Encontramo-nos no reino do Norte, no século IX a.C., na época do rei Acab, num momento em que em Israele se tinha criado uma situação de sincretismo aberto. Além do Senhor, o povo adorava Baal, o ídolo tranquilizador do qual se acreditava que derivava o dom da chuva e ao qual, por isso, se atribuía o poder de dar fertilidade aos campos e vida aos homens e ao gado. Embora pretendesse seguir o Senhor, Deus invisível e misterioso, o povo procurava a segurança também num deus compreensível e previsível, do qual julgava que podia obter a fecundidade e a prosperidade, em troca de sacrifícios. Israele cedia à sedução da idolatria, a tentação contínua do crente, iludindo-se que podia «servir a dois senhores» (cf. Mt 6, 24; Lc 16, 13), e facilitar os caminhos impérvios da fé do Todo-Poderoso, depositando de novo a sua confiança também num deus impotente, feito pelos homens.

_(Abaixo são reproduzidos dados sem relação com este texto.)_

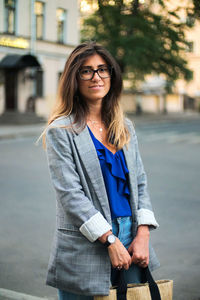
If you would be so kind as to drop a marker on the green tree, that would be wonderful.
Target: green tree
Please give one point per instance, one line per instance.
(142, 39)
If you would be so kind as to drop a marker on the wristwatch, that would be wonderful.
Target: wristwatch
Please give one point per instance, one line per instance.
(110, 240)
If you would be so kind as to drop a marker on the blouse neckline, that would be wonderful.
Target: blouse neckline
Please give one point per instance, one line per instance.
(102, 143)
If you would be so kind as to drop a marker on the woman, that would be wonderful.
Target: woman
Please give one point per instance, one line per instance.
(103, 208)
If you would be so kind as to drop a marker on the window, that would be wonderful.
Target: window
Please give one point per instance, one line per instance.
(39, 82)
(39, 16)
(10, 16)
(61, 25)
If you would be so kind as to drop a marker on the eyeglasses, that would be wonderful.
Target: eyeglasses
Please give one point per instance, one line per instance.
(88, 74)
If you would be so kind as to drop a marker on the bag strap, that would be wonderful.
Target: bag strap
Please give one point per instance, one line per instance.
(146, 277)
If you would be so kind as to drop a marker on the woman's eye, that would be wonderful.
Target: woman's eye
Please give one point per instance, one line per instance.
(85, 72)
(103, 70)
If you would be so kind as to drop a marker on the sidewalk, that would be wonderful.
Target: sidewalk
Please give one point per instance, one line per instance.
(12, 295)
(18, 131)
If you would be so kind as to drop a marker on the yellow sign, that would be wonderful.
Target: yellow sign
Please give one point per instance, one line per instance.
(15, 43)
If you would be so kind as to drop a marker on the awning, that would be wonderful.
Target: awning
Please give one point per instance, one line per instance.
(19, 61)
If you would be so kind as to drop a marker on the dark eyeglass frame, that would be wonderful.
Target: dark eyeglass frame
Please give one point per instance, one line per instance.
(96, 71)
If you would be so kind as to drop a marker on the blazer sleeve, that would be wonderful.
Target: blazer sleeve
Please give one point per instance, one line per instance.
(145, 211)
(69, 191)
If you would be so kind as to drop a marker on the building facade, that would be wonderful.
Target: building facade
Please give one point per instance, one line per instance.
(36, 38)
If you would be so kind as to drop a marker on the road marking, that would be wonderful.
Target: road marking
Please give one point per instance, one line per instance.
(171, 137)
(12, 295)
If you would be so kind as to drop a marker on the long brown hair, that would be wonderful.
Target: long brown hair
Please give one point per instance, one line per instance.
(69, 100)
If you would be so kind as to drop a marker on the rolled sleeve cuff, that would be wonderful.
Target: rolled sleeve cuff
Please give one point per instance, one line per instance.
(146, 217)
(95, 227)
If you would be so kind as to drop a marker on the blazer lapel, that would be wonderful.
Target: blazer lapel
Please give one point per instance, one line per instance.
(90, 160)
(130, 158)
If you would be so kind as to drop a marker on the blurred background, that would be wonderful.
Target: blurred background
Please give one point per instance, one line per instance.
(157, 45)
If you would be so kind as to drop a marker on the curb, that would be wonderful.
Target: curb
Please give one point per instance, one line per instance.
(12, 295)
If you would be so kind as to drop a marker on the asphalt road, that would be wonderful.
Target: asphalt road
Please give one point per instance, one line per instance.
(170, 152)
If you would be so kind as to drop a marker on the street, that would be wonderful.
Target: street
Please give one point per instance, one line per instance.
(170, 152)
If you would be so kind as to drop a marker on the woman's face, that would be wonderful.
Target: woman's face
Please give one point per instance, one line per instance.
(96, 88)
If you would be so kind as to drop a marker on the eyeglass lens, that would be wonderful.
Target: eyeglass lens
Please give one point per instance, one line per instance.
(87, 74)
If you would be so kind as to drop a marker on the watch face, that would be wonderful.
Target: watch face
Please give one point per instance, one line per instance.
(111, 238)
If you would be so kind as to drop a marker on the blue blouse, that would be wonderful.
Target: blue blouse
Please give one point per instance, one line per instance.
(115, 174)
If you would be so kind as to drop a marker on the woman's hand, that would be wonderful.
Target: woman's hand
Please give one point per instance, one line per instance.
(119, 256)
(139, 248)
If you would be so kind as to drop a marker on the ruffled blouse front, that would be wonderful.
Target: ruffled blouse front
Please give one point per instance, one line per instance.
(115, 174)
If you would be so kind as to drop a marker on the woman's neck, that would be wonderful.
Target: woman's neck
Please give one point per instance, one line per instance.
(94, 113)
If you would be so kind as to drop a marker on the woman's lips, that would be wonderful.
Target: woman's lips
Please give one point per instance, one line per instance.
(96, 87)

É precisamente para desmascarar a insensatez enganadora de tal atitude que Elias manda reunir o povo de Israel no monte Carmelo e que o põe diante da necessidade de fazer uma escolha: «Se o Senhor é Deus, segui-o, mas se é Baal, segui Baal» (1 Rs 18, 21). E o profeta, portador do amor de Deus, não deixa sozinho o seu povo perante esta escolha, mas ajuda-o, indicando-lhe o sinal que revelará a verdade: tanto ele como os profetas de Baal prepararão um sacrifício e rezarão, e o Deus verdadeiro manifestar-se-á, respondendo com o fogo que consumará o holocausto. Assim começa o confronto entre o profeta Elias e os seguidores de Baal, que na realidade está entre o Senhor de Israel, Deus de salvação e de vida, e o ídolo mudo e sem qualquer consistência, que nada pode, nem no bem nem no mal (cf. Jr 10, 5). E começa inclusive o confronto entre dois modos completamente diferentes de se dirigir a Deus e orar.

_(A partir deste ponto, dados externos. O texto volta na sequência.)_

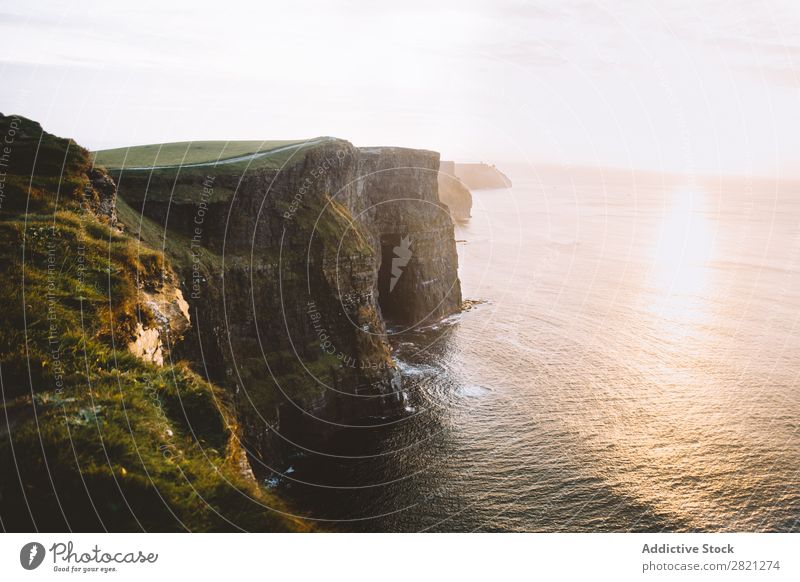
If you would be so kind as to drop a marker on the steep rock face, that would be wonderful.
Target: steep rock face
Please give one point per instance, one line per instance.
(100, 439)
(478, 176)
(454, 193)
(288, 274)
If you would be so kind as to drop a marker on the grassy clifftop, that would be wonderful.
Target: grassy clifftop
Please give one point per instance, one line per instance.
(91, 437)
(186, 153)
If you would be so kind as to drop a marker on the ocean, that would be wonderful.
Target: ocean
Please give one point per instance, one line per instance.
(632, 365)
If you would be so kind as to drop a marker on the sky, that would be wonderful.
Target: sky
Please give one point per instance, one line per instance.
(683, 86)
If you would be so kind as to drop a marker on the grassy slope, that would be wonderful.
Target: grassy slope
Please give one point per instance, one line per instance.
(182, 184)
(184, 152)
(92, 438)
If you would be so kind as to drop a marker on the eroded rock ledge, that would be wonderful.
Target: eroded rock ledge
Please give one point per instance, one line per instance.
(292, 272)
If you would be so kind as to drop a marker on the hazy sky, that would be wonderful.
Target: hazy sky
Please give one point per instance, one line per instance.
(686, 86)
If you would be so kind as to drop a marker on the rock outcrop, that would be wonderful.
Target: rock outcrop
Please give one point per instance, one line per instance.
(454, 193)
(292, 272)
(479, 176)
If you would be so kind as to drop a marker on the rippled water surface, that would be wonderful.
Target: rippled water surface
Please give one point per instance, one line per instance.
(634, 367)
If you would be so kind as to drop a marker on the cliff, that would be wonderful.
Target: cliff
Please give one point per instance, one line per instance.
(478, 176)
(102, 428)
(454, 193)
(292, 260)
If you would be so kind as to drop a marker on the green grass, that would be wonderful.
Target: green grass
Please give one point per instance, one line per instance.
(91, 437)
(185, 152)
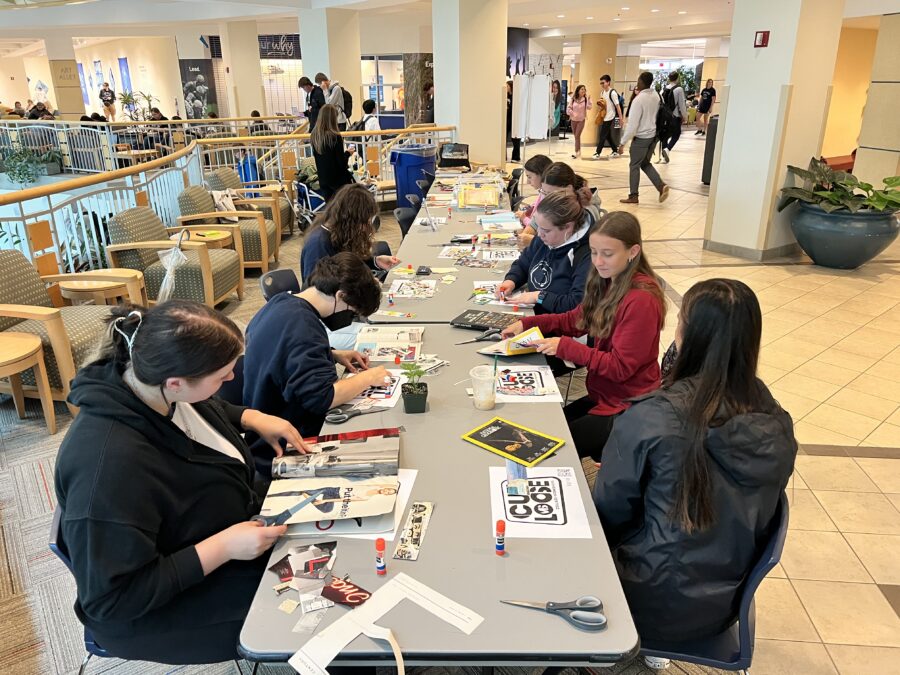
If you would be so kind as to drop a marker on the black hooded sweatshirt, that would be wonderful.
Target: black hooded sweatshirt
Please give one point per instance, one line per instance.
(683, 586)
(137, 494)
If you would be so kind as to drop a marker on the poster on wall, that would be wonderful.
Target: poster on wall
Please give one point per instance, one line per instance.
(198, 85)
(516, 52)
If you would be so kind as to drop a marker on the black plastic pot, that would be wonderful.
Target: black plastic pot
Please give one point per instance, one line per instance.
(415, 397)
(843, 240)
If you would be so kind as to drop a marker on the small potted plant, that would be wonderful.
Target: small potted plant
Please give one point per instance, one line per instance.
(414, 392)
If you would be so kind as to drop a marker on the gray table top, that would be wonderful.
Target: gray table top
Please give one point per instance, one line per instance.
(457, 556)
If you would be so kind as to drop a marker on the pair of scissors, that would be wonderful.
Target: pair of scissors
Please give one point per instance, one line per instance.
(585, 613)
(489, 334)
(342, 413)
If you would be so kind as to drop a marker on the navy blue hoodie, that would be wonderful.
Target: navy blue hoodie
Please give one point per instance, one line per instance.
(561, 272)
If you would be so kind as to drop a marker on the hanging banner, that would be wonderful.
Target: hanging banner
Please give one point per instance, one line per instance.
(199, 87)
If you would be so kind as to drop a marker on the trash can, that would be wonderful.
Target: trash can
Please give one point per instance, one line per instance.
(410, 163)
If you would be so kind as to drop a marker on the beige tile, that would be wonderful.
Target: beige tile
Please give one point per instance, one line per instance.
(886, 435)
(879, 553)
(846, 613)
(779, 613)
(856, 660)
(809, 387)
(842, 421)
(885, 473)
(864, 512)
(780, 657)
(806, 512)
(822, 556)
(833, 473)
(864, 404)
(810, 434)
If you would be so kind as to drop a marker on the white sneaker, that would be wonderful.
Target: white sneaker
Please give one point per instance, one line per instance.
(656, 663)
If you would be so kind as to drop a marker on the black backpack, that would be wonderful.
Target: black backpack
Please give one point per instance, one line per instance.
(348, 103)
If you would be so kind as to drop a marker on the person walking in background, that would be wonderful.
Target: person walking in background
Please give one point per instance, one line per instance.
(707, 101)
(577, 112)
(642, 128)
(108, 99)
(673, 99)
(613, 111)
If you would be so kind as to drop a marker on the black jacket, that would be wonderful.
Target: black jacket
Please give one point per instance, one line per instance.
(137, 494)
(682, 586)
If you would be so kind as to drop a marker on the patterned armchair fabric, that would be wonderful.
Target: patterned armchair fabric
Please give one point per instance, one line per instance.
(197, 200)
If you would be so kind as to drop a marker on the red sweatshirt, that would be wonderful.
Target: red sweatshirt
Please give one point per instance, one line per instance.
(620, 366)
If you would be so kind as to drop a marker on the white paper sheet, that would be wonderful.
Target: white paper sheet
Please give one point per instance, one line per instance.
(559, 516)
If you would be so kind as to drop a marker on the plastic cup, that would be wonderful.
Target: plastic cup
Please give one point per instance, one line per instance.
(483, 387)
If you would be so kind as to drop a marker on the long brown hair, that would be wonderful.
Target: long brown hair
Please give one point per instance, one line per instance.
(602, 296)
(326, 131)
(348, 219)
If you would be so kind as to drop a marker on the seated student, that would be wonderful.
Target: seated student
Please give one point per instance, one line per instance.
(622, 313)
(555, 265)
(289, 367)
(156, 488)
(693, 472)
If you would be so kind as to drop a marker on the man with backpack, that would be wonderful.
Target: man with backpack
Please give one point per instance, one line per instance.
(642, 128)
(338, 97)
(674, 101)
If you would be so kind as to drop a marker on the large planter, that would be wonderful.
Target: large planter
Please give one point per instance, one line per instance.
(843, 240)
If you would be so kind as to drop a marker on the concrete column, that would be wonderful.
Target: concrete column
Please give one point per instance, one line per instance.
(470, 90)
(879, 140)
(773, 115)
(243, 76)
(329, 40)
(64, 77)
(598, 58)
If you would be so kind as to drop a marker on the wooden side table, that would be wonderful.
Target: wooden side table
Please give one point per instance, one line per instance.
(18, 352)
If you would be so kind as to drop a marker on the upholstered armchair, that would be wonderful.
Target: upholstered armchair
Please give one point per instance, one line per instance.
(210, 275)
(261, 238)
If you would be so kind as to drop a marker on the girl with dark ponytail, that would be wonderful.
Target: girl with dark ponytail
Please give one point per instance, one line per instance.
(692, 473)
(156, 488)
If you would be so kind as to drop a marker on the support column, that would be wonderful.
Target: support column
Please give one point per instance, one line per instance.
(470, 91)
(598, 58)
(64, 77)
(879, 139)
(329, 39)
(243, 76)
(773, 115)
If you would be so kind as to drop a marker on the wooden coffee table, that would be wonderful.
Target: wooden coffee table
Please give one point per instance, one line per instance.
(19, 352)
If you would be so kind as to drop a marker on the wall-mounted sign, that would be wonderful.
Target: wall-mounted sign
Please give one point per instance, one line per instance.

Com efeito, os profetas de Baal, clamam, agitam-se, dançam saltando, entram num estado de exaltação e chegam até a cortar-se «com espadas e lanças, até se cobrirem de sangue» (1 Rs 18, 28). Eles recorrem a si mesmos para interpelar o seu deus, confiando nas próprias capacidades para suscitar a sua resposta. Revela-se deste modo a realidade enganadora do ídolo: ele é pensado pelo homem como algo de que se pode dispor, que se pode gerir com as próprias forças, ao qual se pode aceder a partir de si mesmo e da própria força vital. A adoração do ídolo, em vez de abrir o coração humano à Alteridade, a uma relação libertadora que permita sair do espaço limitado do próprio egoísmo para aceder a dimensões de amor e de dom recíproco, fecha a pessoa no círculo exclusivo e desesperador da busca de si mesmo. E o engano é tal que, adorando o ídolo, o homem se encontra obrigado a gestos extremos, na tentativa ilusória de o submeter à própria vontade. Por isso, os profetas de Baal chegam a angustiar-se, a provocar feridas no corpo, com um gesto dramaticamente irónico: para ter uma resposta, um sinal de vida do seu deus, chegam a cobrir-se de sangue, e com ele simbolicamente de morte.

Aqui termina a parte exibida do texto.